Promise practice

Practice using promises to avoid "callback hell" in asynchronous JavaScript

  • js
  • promises
  • async

Running functions in sequence (one after another) is a common requirement. For example, triggering animations in order, or requesting some data then sending that response on to another API.

If your code is synchronous it’s easy to make it run in order: that’s what JavaScript does automatically. Each line of code runs one by one:

// etc

However once you have asynchronous code this gets harder to manage. You don’t know how long each bit of code will take, so you have to make sure each line of code waits for the previous one.

We’ve previously used callbacks to solve this:

light("green", () => {
light("amber", () => {
light("red"); // etc

However this quickly gets difficult to manage as each new callback introduces another level of nesting.

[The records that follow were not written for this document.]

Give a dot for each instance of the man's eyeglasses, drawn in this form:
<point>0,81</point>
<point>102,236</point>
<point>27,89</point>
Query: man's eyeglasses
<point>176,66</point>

Promises make it easier to run code in sequence. A promise object’s .then method returns a new promise that resolves with whatever value you returned from the callback you passed in.

Here we have a promise that will eventually resolve with the value 1:

const onePromise = resolvesWithOne();

We can access this value using the promise’s .then method:

const onePromise = resolvesWithOne();
onePromise.then((value) => console.log(value));
// Logs 1 (eventually)

Since .then returns a new promise we can assign it to a variable and use it again:

const onePromise = resolvesWithOne();
const fivePromise = onePromise.then((value) => value * 5);
fivePromise.then((value) => console.log(value));
// Logs 5 (eventually)

Here we wait for onePromise to resolve with 1, then multiply that by 5 and return the result. This creates a new promise that will eventually resolve with 5. We can then access this value by using the .then method of this second promise.

Since each .then returns a new promise object we can avoid all the extra variables and chain the .then methods directly:

resolvesWithOne() // <- returns a promise that resolves with 1
.then((value) => value * 5) // <- returns a promise that resolves with (1 * 5)
.then((value) => console.log(value)); // <- returns a promise that resolves with undefined
// Logs 5 (eventually)

This example is a bit silly since multiplication is synchronous—we can just use value * 5 directly without the second then. However since .thens always return new promises we can chain asynchronous operations together to avoid nesting our callbacks.

Imagine we had another function that multiplied numbers after 2 seconds:

resolvesWithOne().then((value) => {
const fivePromise = multipliesEventually(value, 5);
fivePromise.then((finalValue) => {
// Logs 5 (eventually)

Here we’re starting to recreate our “callback hell” from the traffic lights example. Each new asynchronous operation means nesting a callback one level deeper.

However since each .then returns a promise we can return our fivePromise promise and access in it the next .then:

.then((value) => {
const fivePromise = multipliesEventually(value, 5);
return fivePromise;
.then((finalValue) => {
// Logs 5 (eventually)

Since all we do with the fivePromise variable is return it we can skip defining it and simplify our code to:

resolvesWithOne() // <- returns a promise that resolves with 1
.then((value) => multipliesEventually(value, 5)) // <- returns a promise that resolves with (1 * 5)
.then((finalValue) => console.log(finalValue));
// Logs 5 (eventually)

The magic part is that we can return sync or async operations from a .then—promise objects don’t care what kind of value is inside them. The next .then in the chain will always wait for the previous value to be ready.

Challenge 1: traffic lights again

You’re going to recreate the traffic lights from the callback workshop, but using promises to avoid nesting your callbacks.

  1. Download the starter files and open challenge-1/index.html
  2. The pre-defined wait function is like setTimeout, except it returns a promise that resolves after waiting the specified number of milliseconds
  3. Use wait to write a light function. This should:
    • Take a colour string argument
    • Wait 1 second then log this string
  4. Use light to log a sequence of traffic light colours with a one second pause between each E.g. "green", "amber", "red", "amber", "red", "green", "finished"

Try not to let your callbacks go beyond a single level of nesting!

Challenge 2: Pokémon shape

You probably won’t be programming traffic lights using JavaScript, so let’s try a more realistic example.

APIs often require you to make request to multiple different URLs to get all the data you need. For example the PokéAPI returns Pokémon objects with properties containing followup URLs with extra information (since it would make for a very big initial response if they included everything).

  1. Open challenge-2/index.html
  2. Use fetch to request data from ""
  3. Once your code has the response it should grab the species.url property and make a new request to that
  4. Once your code has that response it should grab the shape.url property and make a final request to that
  5. Log the final response body. It should look something like this:
    "awesome_names": [...],
    "id": 8,
    "name": "quadruped",
    "names": [...],
    "pokemon_species": [...]

Try not to let your callbacks go beyond a single level of nesting!